The Rise and Controversy of Crypto Kiosks
The promise of digital money was always about cutting out the middleman. You could be your own bank and send funds anywhere in the world without asking for permission. That financial freedom sparked a massive boom in the physical machines that bridge the gap between hard cash and the blockchain. Now, they are increasingly at the center of a political backlash.
U.S. lawmakers are moving to restrict, and in some cases ban, crypto kiosks after a surge in fraud cases, particularly those targeting elderly Americans. These machines look just like traditional cash dispensers. They sit quietly in convenience stores and gas stations across the country. But that same frictionless technology has caught the attention of sophisticated criminal networks.
Minnesota’s Push for a Ban
On Feb. 23, Minnesota Rep. Erin Koegel introduced House File 3642, a bill that would prohibit anyone from “placing or operating a virtual currency kiosk” anywhere in the state. The measure would repeal the regulatory framework enacted in 2024 and replace it with a full ban.
The Minnesota Department of Commerce said it “strongly supports HF 3642.” Lawmakers cited testimony from law enforcement officials who described kiosks as a “prime target” for scammers. Police officers provided emotional testimony about the human cost of the scams. Woodbury Police Det. Lynn Lawrence detailed how one older resident lost half her monthly income to fraud.
“She was already vulnerable with fixed income and food and housing insecurity,” Lawrence said. “APS, adult protection services, had to become involved due to her dire circumstances. She was afraid she was going to have to live out of her car because she had no money left.”
According to the Department of Commerce, Minnesota received 70 crypto kiosk-related complaints last year totaling about $540,000 in reported losses. The state currently has roughly 350 licensed kiosks operated by eight to 10 companies. The proposed ban would dismantle safeguards adopted in 2024, which included a $2,000 daily transaction limit for new customers, mandatory fraud warnings and a 14-day refund window for scam victims. Regulators now argue those protections have proven insufficient.
“Previous efforts to increase consumer protections for crypto kiosks have failed,” Sam Smith, government relations director at the Minnesota Department of Commerce, told lawmakers. Koegel said residents would still be able to transact cryptocurrency online if the bill passes.
National Concerns and Legal Pressure
Minnesota’s push comes amid rising national concern. On Jan. 3, The FBI’s Internet Crime Complaint Center reported more than 12,000 complaints involving Bitcoin ATMs between January and November 2025, totaling over $333.5 million in losses. Older adults have been disproportionately affected, with victims over 60 accounting for the majority of reported losses in recent years.
In many cases, scammers impersonate government agencies or financial institutions and instruct victims to deposit cash into crypto kiosks to “protect” their funds. Because crypto transactions are irreversible, recovery is rare.

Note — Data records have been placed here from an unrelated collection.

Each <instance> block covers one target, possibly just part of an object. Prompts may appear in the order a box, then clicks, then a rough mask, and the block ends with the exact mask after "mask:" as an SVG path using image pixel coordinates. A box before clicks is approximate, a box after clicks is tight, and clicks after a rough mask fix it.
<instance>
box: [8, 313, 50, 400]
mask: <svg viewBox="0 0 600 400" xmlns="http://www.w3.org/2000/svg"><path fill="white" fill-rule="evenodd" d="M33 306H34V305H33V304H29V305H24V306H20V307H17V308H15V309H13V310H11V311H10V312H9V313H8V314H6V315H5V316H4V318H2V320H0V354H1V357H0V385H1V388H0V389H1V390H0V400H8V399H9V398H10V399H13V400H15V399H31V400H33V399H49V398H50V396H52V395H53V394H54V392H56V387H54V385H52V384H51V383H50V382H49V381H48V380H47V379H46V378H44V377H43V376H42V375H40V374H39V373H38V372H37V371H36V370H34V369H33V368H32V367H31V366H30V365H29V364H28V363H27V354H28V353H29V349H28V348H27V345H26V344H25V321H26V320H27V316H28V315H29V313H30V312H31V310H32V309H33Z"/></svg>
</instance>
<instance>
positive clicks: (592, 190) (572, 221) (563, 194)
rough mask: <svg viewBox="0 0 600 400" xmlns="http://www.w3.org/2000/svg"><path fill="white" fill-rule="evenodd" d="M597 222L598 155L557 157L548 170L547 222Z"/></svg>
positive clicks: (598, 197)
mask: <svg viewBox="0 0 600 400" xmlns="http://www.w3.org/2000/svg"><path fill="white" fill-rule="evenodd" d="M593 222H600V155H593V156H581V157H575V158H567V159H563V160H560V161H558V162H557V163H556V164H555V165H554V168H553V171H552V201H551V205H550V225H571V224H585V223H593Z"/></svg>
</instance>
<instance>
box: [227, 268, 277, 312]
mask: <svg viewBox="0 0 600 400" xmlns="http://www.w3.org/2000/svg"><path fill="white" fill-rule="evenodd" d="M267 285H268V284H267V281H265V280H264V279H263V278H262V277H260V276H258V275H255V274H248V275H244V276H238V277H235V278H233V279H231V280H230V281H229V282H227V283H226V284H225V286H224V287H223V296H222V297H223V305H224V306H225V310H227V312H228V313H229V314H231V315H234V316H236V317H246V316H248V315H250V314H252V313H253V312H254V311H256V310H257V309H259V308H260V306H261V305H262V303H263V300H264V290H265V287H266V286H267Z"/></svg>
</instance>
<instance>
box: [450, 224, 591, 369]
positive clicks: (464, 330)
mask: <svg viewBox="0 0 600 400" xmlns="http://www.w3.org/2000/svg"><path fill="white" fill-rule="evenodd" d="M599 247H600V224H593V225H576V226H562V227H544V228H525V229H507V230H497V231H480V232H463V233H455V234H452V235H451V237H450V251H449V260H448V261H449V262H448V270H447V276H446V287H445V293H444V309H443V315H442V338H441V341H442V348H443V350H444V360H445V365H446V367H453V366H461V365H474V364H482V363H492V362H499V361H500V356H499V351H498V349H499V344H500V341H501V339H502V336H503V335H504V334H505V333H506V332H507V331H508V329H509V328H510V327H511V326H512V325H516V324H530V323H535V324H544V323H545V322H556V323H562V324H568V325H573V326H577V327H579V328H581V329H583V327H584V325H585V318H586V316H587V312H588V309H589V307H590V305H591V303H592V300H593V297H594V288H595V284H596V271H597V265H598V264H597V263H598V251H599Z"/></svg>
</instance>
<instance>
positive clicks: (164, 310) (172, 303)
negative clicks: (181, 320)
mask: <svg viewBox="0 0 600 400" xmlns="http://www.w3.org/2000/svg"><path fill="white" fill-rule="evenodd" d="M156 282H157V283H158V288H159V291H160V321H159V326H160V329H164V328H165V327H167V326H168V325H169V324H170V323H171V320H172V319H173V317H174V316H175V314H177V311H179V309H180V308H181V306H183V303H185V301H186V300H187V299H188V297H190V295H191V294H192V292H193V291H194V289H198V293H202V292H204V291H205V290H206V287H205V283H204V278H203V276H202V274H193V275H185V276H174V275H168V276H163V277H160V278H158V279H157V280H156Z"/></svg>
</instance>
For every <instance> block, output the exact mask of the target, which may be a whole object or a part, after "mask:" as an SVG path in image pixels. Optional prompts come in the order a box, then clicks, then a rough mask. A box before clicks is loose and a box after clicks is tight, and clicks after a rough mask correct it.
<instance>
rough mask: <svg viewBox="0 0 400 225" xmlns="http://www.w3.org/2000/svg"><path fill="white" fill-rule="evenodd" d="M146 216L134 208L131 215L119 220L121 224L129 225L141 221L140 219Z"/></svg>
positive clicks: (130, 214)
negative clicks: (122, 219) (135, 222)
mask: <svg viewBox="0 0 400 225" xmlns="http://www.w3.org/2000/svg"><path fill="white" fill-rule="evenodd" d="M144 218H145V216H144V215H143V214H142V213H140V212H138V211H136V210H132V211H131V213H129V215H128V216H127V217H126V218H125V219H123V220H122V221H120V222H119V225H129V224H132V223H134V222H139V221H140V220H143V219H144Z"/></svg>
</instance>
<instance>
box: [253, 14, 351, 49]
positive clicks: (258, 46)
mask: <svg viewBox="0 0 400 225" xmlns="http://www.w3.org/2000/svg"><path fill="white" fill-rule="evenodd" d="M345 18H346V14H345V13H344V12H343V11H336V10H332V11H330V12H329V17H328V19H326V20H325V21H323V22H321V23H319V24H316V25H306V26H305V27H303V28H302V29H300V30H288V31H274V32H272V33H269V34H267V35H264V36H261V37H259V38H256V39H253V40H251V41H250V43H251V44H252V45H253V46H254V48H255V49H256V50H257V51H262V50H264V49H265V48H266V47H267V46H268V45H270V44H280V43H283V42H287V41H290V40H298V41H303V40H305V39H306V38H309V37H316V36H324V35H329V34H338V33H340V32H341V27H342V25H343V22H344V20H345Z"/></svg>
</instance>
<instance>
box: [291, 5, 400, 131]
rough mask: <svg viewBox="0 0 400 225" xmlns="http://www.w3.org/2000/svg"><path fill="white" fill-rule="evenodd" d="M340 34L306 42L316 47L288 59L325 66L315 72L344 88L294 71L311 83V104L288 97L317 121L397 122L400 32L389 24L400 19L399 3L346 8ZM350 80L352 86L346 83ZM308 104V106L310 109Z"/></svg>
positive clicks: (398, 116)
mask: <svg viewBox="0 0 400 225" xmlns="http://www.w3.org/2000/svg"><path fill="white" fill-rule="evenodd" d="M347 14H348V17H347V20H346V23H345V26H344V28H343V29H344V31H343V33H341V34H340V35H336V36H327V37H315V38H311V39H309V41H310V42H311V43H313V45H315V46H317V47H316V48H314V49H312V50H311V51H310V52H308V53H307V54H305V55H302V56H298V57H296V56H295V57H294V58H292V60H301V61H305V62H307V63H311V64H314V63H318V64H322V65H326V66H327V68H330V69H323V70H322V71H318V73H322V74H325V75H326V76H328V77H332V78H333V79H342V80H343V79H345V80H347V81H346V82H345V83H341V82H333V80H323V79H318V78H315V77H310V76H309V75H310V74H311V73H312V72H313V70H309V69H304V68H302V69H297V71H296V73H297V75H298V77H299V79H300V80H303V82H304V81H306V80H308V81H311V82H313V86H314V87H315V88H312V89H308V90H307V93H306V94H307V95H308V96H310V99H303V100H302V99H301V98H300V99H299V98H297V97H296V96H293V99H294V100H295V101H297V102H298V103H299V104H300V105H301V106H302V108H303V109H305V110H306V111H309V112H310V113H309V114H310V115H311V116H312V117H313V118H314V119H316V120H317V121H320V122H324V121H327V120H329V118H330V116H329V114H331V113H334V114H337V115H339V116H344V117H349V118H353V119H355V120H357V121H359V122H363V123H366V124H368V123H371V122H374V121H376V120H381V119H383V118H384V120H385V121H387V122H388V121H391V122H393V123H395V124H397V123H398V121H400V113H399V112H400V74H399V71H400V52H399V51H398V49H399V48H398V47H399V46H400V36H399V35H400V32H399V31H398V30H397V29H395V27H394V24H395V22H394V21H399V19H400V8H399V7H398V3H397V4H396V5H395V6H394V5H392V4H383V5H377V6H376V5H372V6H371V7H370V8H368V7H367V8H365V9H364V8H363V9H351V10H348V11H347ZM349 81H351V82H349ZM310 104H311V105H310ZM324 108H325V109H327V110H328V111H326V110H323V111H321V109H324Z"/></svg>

The legal pressure is also mounting. On Feb. 3, Massachusetts Attorney General Andrea Joy Campbell alleged that crypto ATM operator Bitcoin Depot “knowingly facilitated crypto scams.” The lawsuit alleges that over half of the money passing through the company’s Massachusetts kiosks between Aug. 2023 and Jan. 2025 was tied to scams.
“We’re alleging that instead of handling consumers’ money in good faith, Bitcoin Depot used misleading sales tactics to overcharge its customers and knowingly facilitated crypto scams that robbed Massachusetts consumers of more than $10 million dollars,” Campbell said in a press release.
A Booming Market Meets a Crackdown
The regulatory push contrasts sharply with the industry’s rapid growth. The global crypto ATM market was valued at $356.7 million in 2025 and is projected to grow sharply over the next decade, according to Fortune Business Insights. North America accounted for nearly 89% of global installations, with the United States hosting more than 30,000 machines, roughly 88% of the global total, according to Coin ATM Radar data cited in the report.
Crypto kiosks are commonly placed in gas stations, convenience stores and retail chains, offering users a way to convert cash into digital assets without using online exchanges. But as installations expand, so has scrutiny. Several states have tightened transaction limits, capped fees or required enhanced identity verification. Others, like Minnesota, are now debating whether regulation is enough, or whether bans are necessary.
If HF 3642 passes, Minnesota could become one of the first U.S. states to eliminate physical crypto kiosks altogether.